In the rules for expressions, we now have to account for references to variables, which may involve array or structure dereferencing operations. We will use the following attributes:
E --> R
E.type = R.type;
E.place = R.place + "[" + R.offsetPlace + "]"
// + is string concat here
R --> id
R.type = Lookup(id.lexval);
R.place = id.lexval;
R.offsetPlace = NewTemp();
AQ("move", R.offsetPlace, "-", "0");
R --> R "." id
R.place = R1.place;
R.offsetPlace = R1.offsetPlace;
R.type = Lookup type of id.lexval in ST associated with R1.type;
temp = Lookup offset of id.lexval in ST associated with R1.type;
AQ("add", R.offsetPlace, R.offsetPlace, temp);
R --> R "[" E "]"
R.place = R1.place;
R.offsetPlace = R1.offsetPlace;
R.type = base type stored in array type R1.type;
tempPlace = NewTemp();
AQ("mult", tempPlace, E.place, size(R.type));
AQ("add", R.offsetPlace, R.offsetPlace, tempPlace);
We have left out everything but the essentials here, and you will need to add
such things as type checking (e.g., is R1.type a structure type in the third
rule?), flow of control checks (is E in flow of control mode in the fourth rule
or in value mode?), and so on.
There are several ways to improve this translation scheme, and you should think about this for your project.

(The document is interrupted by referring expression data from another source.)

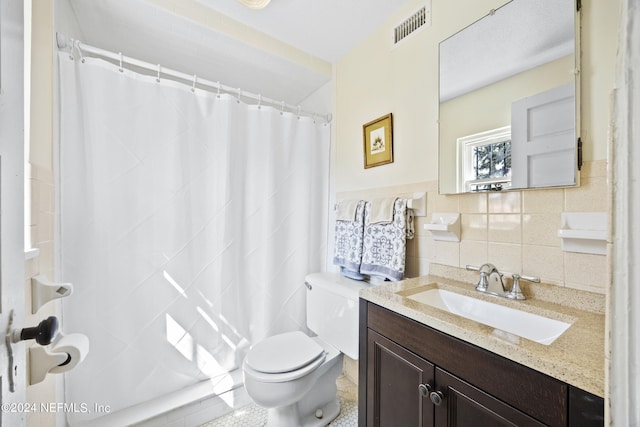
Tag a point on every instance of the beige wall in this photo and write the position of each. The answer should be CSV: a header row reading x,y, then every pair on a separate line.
x,y
514,230
41,183
375,79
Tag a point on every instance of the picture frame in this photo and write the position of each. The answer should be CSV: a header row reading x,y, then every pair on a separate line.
x,y
378,141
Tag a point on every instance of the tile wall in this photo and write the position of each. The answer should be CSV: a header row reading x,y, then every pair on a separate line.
x,y
516,230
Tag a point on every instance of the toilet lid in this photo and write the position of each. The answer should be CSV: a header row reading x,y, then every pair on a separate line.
x,y
283,353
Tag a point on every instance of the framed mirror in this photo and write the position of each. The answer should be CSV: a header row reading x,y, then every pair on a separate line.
x,y
508,110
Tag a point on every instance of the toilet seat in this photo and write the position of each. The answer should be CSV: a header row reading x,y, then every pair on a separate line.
x,y
284,357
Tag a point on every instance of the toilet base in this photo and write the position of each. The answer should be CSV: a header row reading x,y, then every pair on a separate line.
x,y
288,416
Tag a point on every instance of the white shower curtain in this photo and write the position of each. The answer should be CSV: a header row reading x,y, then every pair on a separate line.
x,y
188,223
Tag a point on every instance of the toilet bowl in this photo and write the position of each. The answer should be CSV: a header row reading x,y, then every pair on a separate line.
x,y
294,375
298,387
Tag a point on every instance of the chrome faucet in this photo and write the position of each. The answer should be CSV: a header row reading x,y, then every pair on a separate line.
x,y
486,272
491,282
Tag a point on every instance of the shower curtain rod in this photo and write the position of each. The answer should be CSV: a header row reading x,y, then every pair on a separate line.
x,y
64,42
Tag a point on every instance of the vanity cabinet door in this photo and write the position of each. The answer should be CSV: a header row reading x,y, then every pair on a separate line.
x,y
464,405
398,385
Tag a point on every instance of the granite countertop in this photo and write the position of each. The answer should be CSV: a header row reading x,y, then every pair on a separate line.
x,y
576,357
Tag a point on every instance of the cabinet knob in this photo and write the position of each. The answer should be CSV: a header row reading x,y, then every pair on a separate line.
x,y
436,397
424,389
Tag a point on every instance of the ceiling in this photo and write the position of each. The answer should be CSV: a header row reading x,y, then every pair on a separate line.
x,y
221,46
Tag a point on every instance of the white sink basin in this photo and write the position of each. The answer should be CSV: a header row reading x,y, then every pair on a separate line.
x,y
533,327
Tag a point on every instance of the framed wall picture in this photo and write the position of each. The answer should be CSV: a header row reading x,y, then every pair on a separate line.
x,y
378,141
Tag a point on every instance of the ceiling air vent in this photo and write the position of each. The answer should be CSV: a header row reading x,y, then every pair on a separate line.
x,y
420,19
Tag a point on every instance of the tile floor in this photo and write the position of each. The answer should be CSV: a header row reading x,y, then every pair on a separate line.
x,y
255,416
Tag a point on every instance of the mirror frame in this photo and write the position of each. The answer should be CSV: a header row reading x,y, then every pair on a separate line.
x,y
454,188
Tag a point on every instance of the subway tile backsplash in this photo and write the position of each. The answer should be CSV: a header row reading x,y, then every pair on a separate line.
x,y
515,230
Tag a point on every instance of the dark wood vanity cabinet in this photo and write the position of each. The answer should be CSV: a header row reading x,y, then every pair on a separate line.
x,y
413,375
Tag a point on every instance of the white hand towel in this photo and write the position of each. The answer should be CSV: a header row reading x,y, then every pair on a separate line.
x,y
381,210
346,210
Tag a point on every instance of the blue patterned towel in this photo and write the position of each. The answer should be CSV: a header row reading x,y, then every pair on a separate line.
x,y
348,244
384,245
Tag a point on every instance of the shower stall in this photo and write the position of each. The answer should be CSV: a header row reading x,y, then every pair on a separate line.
x,y
188,219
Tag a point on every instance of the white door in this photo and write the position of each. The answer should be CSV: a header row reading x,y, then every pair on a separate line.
x,y
12,364
543,139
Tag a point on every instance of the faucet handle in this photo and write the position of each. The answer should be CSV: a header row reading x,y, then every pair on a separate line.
x,y
516,292
485,270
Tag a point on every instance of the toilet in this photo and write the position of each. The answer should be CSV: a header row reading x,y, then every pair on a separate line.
x,y
294,375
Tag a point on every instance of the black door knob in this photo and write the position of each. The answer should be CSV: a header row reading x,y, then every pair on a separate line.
x,y
44,333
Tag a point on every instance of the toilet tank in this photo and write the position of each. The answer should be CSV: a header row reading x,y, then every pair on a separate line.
x,y
332,310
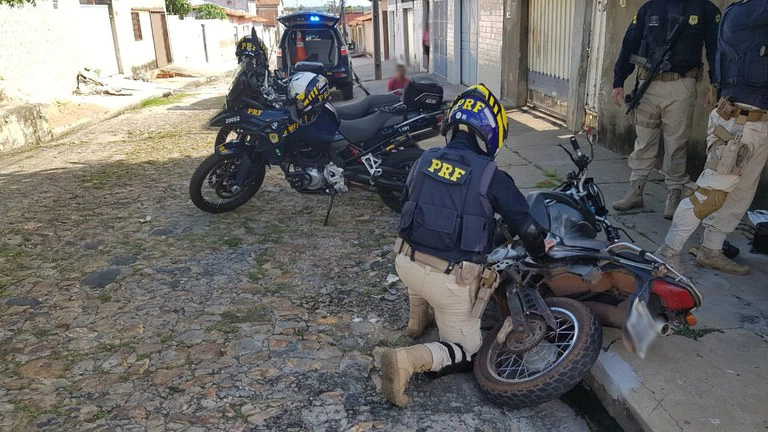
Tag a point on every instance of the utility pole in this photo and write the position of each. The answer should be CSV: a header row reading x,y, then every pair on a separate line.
x,y
376,41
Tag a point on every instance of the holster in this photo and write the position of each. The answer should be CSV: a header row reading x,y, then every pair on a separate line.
x,y
727,155
489,280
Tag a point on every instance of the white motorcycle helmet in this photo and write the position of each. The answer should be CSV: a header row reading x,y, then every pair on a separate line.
x,y
308,92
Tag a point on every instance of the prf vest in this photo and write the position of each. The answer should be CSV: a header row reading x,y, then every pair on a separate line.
x,y
448,213
742,56
686,53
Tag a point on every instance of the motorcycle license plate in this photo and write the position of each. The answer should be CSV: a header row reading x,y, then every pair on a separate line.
x,y
641,327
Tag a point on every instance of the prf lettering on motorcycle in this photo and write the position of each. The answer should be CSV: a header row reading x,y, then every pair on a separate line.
x,y
446,171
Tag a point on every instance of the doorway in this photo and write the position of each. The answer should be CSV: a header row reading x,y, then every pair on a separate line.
x,y
408,34
160,38
469,38
550,26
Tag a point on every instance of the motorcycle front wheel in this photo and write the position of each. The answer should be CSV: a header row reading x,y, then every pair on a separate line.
x,y
212,186
547,371
401,160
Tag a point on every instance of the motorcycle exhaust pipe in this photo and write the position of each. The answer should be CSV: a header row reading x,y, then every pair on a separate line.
x,y
609,315
663,327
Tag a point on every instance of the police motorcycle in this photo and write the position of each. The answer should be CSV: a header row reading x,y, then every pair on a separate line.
x,y
317,152
250,47
551,311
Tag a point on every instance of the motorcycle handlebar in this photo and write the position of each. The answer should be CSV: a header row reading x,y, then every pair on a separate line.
x,y
575,144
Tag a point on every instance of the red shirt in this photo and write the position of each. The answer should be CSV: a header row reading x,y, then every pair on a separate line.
x,y
395,84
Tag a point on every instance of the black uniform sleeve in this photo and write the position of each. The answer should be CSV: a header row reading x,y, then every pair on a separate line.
x,y
631,45
509,202
712,23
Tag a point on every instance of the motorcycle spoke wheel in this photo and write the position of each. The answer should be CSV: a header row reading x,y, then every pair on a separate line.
x,y
212,187
509,366
217,189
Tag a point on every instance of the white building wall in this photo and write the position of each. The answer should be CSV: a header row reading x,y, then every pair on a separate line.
x,y
136,55
219,41
42,48
490,44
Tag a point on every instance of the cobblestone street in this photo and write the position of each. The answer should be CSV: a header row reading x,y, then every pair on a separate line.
x,y
125,308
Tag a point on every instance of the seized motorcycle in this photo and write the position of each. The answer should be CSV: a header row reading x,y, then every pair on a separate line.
x,y
320,155
550,333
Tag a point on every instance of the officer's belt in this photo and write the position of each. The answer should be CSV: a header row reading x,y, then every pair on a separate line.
x,y
668,76
728,110
401,246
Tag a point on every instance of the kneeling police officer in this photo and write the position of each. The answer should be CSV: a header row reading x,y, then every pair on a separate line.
x,y
446,230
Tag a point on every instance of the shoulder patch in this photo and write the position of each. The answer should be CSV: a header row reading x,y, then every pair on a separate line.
x,y
447,172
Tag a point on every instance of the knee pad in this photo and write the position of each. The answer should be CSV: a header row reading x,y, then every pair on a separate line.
x,y
459,360
707,201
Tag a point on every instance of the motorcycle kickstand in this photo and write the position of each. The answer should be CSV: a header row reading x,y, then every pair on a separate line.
x,y
331,196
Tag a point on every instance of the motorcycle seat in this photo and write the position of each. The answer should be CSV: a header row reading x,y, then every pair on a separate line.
x,y
363,107
361,130
582,236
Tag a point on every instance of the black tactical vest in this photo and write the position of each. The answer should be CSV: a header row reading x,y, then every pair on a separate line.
x,y
742,55
686,53
448,213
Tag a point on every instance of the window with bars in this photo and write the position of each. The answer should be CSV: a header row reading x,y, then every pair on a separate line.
x,y
136,26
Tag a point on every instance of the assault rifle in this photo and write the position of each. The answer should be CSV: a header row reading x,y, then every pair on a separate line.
x,y
653,66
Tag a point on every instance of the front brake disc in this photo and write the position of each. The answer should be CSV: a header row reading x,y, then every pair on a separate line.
x,y
522,342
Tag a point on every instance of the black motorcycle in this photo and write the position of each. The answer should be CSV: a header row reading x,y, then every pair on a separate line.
x,y
549,333
318,156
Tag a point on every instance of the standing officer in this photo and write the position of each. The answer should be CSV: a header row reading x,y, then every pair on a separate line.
x,y
446,228
666,109
737,144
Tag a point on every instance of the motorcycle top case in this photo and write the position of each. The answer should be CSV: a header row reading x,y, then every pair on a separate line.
x,y
422,93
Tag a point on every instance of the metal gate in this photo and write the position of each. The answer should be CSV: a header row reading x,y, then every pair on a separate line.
x,y
439,32
550,25
469,37
595,68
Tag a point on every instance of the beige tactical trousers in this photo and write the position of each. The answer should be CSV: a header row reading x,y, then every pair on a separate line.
x,y
665,110
452,301
740,187
724,221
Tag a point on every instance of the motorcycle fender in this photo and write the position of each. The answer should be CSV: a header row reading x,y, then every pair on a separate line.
x,y
229,148
225,118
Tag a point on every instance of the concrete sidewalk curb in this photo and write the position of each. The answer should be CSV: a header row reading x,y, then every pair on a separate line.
x,y
614,382
84,122
27,126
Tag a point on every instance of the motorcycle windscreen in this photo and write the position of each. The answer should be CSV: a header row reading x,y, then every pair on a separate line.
x,y
243,84
562,218
320,133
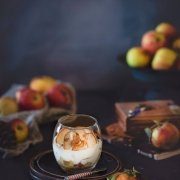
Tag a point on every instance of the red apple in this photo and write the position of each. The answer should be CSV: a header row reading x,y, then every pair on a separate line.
x,y
167,29
60,96
20,129
29,99
152,41
165,136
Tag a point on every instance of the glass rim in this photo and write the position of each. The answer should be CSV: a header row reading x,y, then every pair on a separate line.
x,y
77,115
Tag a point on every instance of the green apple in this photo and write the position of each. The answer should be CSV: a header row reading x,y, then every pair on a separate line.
x,y
8,106
164,59
137,57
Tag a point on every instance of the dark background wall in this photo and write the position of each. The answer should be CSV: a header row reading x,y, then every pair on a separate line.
x,y
75,40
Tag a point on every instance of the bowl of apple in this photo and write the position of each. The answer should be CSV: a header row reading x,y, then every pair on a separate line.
x,y
157,59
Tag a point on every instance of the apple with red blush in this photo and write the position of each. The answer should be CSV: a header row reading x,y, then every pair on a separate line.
x,y
20,129
152,41
29,99
164,136
60,96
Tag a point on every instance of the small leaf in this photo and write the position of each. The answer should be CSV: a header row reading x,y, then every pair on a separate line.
x,y
148,132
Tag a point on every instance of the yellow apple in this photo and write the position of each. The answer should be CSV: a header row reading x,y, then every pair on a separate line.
x,y
137,57
20,129
8,106
164,59
42,84
176,44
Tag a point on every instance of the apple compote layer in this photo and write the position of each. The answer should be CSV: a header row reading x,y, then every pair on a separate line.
x,y
79,148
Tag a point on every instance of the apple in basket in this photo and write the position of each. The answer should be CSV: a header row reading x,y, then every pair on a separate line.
x,y
29,99
8,106
164,136
164,59
60,96
42,83
20,129
137,57
152,41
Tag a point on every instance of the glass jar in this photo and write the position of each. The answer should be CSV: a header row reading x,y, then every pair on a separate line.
x,y
77,142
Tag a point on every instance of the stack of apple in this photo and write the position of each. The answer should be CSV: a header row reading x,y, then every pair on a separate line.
x,y
42,92
160,49
34,97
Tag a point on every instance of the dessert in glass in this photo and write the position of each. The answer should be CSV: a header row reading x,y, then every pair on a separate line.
x,y
77,142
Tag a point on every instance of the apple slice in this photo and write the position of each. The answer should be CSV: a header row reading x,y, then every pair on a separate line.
x,y
60,136
68,138
91,139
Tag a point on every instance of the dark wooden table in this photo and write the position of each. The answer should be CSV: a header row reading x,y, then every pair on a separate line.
x,y
101,105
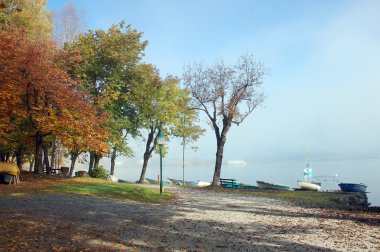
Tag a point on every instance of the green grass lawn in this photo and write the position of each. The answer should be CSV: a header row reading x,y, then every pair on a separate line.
x,y
101,188
31,184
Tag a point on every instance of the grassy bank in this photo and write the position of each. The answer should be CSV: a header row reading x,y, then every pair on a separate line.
x,y
31,184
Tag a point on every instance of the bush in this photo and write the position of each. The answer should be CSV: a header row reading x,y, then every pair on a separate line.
x,y
99,172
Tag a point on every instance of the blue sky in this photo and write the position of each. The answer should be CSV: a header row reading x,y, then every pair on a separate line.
x,y
322,58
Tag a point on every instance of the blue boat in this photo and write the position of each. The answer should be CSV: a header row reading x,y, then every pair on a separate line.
x,y
350,187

The main problem is that every variable has a variable offset; when the offset is a constant, e.g., 1, it still produces
move t34, -, 1
move A[t19], -, B[t34]
instead of
move A[t19], -, B[1]
Similarly, a series of structure references will result in explicit addition of
constants; e.g.,
move t34, -, 0
move t34, -, 4
add t34, -, 4
add t34, -, 8
move A[t19], -, B[t34]
This could be preprocessed by the compiler to get:
move A[t19], -, B[16]
We will leave it to the reader to figure out a good way to optimize these (and
other) points.